Balık stoklarının sürdürülebilir bir düzeyin üzerinde avlanmasının balık varlığı üzerinde baskı oluşturabilecek en önemli faktör olduğu değerlendirmesinde bulunan Mavruk, şöyle devam etti:

"FAO (Birleşmiş Milletler Gıda ve Tarım Örgütü) tarafından sonuncusu bu yıl yayımlanan Dünya Balık Avcılığı ve Yetiştiriciliğinin Durumu Raporu'na baktığımız zaman avcılıktan elde edilen balıkların yaklaşık yüzde 75'inin sürdürülebilir stoklardan geldiği görülüyor fakat bu durum şöyle bir yanılgıya düşürmesin, bu, dünyadaki stokların yüzde 75'inin sürdürülebilir durumda olduğu anlamına gelmiyor. Avcılıktan elde edilen balıkların büyük bir çoğunluğu, genellikle kendini yenileme yeteneği son derece yüksek olan, bizim küçük pelajik balıklar adını verdiğimiz hamsi, sardalya gibi türlerden geliyor, dolayısıyla bu türlerde tabii ki avcılık görece daha düşük bir etkiye sebep olabiliyor.
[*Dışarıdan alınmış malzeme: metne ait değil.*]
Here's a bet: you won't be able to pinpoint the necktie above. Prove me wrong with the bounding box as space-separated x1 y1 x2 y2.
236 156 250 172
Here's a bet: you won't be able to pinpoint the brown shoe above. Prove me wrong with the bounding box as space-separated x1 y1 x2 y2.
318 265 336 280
Ancak iri cüsseli, daha uzun bir yaşam döngüsüne sahip olan, sofralarımızda sık karşılaştığımız levrek, lagos, çipura, kalkan gibi balıkların doğal stokları ciddi düzeylerde yıpranmış durumda."

Mavruk, Akdeniz'de stokların yüzde 60'tan fazlasının aşırı avlandığına, sürdürülebilir durumdaki stokların, dünyadaki diğer bölgelerden daha düşük düzeyde olduğuna dikkati çekti.

Kirlilik ve bitkisel plankton varlığının aşırı şekilde çoğalması şeklinde kendisini gösteren kıyısal ötrofikasyonu, balık varlığı üzerinde baskı oluşturan bir diğer faktör olarak nitelendiren Mavruk, "Aşırı alg patlamaları neticesinde bir süre sonrasında sudaki oksijen tükeniyor ve bu da toplu balık ölümleriyle sonuçlanabiliyor. Yakın zamanda İzmir Körfezi'nde karşılaşılan durum bunun bir örneği" diye konuştu.